Kerr, who says he is keen to bring parks and gardens up the agenda within the HLF, said: “If the industry was to say that it needed money to improve training to make sure the great heritage gardens are -preserved, we’d look at that very seriously.
“Wherever I go, people say they are not getting enough skilled people coming into horticulture. Our great gardens won’t survive without a push. This should be on HLF’s agenda — all we can do is say yes or no to an application.”
But HLF representative Katie Owen confirmed that January 2006’s award of £721,000 to 17 organisations led by English -Heritage to run the Historic & Botanic Gardens Bursary Scheme was an unrepeatable grant.

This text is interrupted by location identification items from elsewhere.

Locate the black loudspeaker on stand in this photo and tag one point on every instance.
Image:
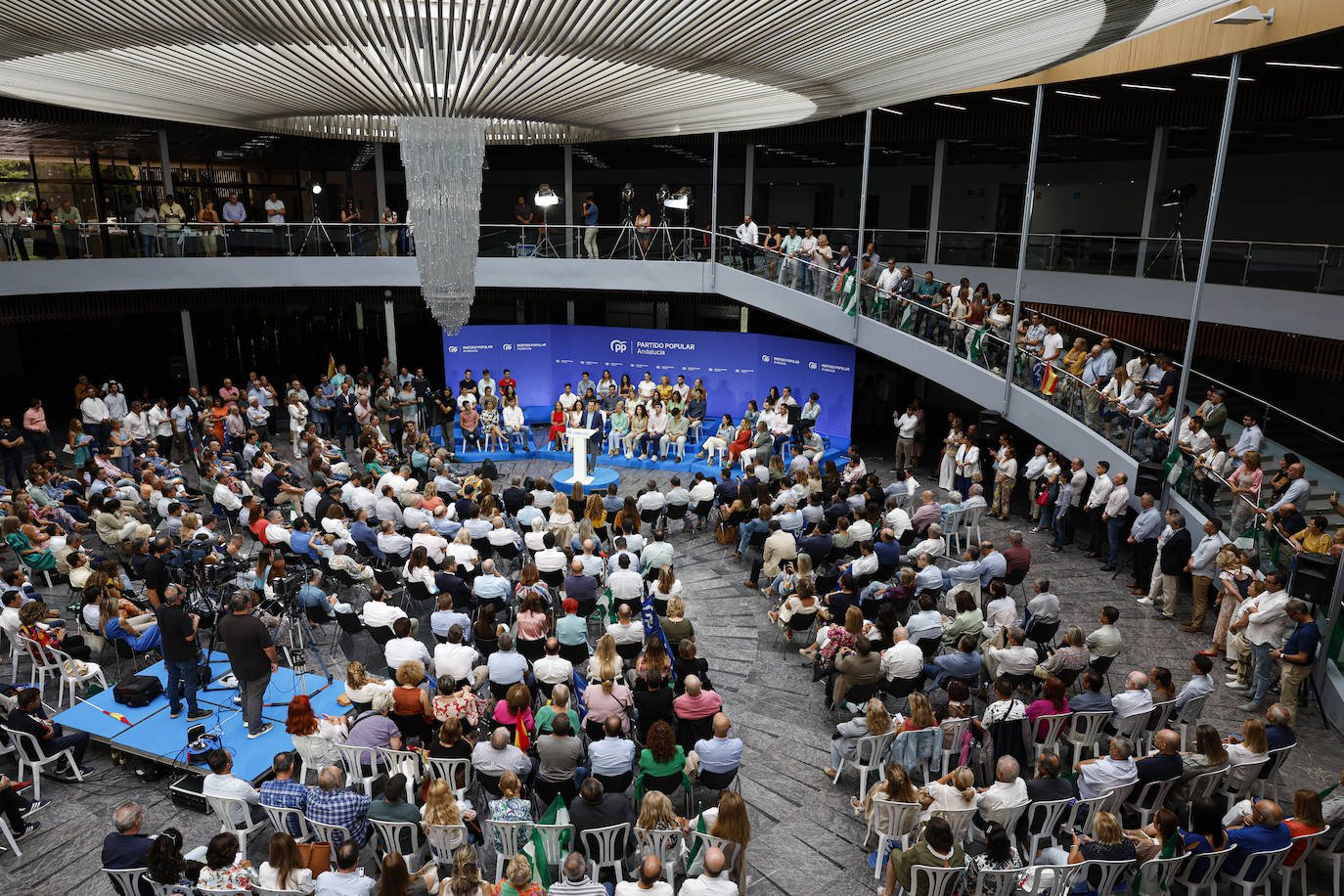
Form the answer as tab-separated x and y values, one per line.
1149	478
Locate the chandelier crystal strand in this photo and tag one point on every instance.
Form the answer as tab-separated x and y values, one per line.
444	160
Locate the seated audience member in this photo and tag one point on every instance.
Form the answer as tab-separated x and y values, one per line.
222	782
334	803
348	878
1099	774
125	846
937	848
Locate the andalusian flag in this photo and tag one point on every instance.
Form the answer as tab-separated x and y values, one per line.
976	345
848	289
1049	381
535	848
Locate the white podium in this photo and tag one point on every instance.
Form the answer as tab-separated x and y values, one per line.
578	443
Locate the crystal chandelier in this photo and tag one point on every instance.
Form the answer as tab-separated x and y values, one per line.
442	160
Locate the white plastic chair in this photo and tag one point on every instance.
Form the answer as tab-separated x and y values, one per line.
281	817
67	676
934	881
334	834
1309	844
665	845
442	840
450	770
894	824
1042	821
1053	729
27	747
355	760
229	810
1265	864
509	838
556	840
1200	872
391	835
1157	876
1085	733
125	880
952	733
870	755
604	848
957	819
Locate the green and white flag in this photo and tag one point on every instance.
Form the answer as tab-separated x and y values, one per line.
535	848
848	289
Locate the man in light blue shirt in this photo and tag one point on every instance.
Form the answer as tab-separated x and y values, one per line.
719	754
489	586
613	755
992	564
506	665
963	574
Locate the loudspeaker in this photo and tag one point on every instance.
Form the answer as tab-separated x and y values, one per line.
991	425
1149	478
1314	578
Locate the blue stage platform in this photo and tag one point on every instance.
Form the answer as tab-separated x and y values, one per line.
154	735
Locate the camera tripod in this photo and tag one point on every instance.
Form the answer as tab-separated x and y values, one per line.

She said: “We’ve given out all the money under that scheme. It is a four-year project that’s almost -finished its second year. I don’t think we will be able to repeat our bursary project again. We have
huge pressures on our budget now.
This was always designed to be a one-off scheme.”
The scheme, which began in July 2006, started with 12 gardens and 14 trainees. The gardens used
for placements include Chelsea Physic Garden, the Eden Project, Osbourne House, Blickling Hall and the Sir Harold Hillier Gardens.
HLF budgets are falling because of reallocations to the 2012 London Olympics. It will hand out £1.9bn in the next 12 years but average annual allocations will drop from £325m last year to £180m in 2009. Funding for parks will drop from £22m this year to £20m next year (HW, 26 July).
But Kerr said the Olympics were not a threat. “Most parks money is ring-fenced. Although our money will go down because of the Olympics I’m content with that decision. We still invest more money in parks than anyone else.”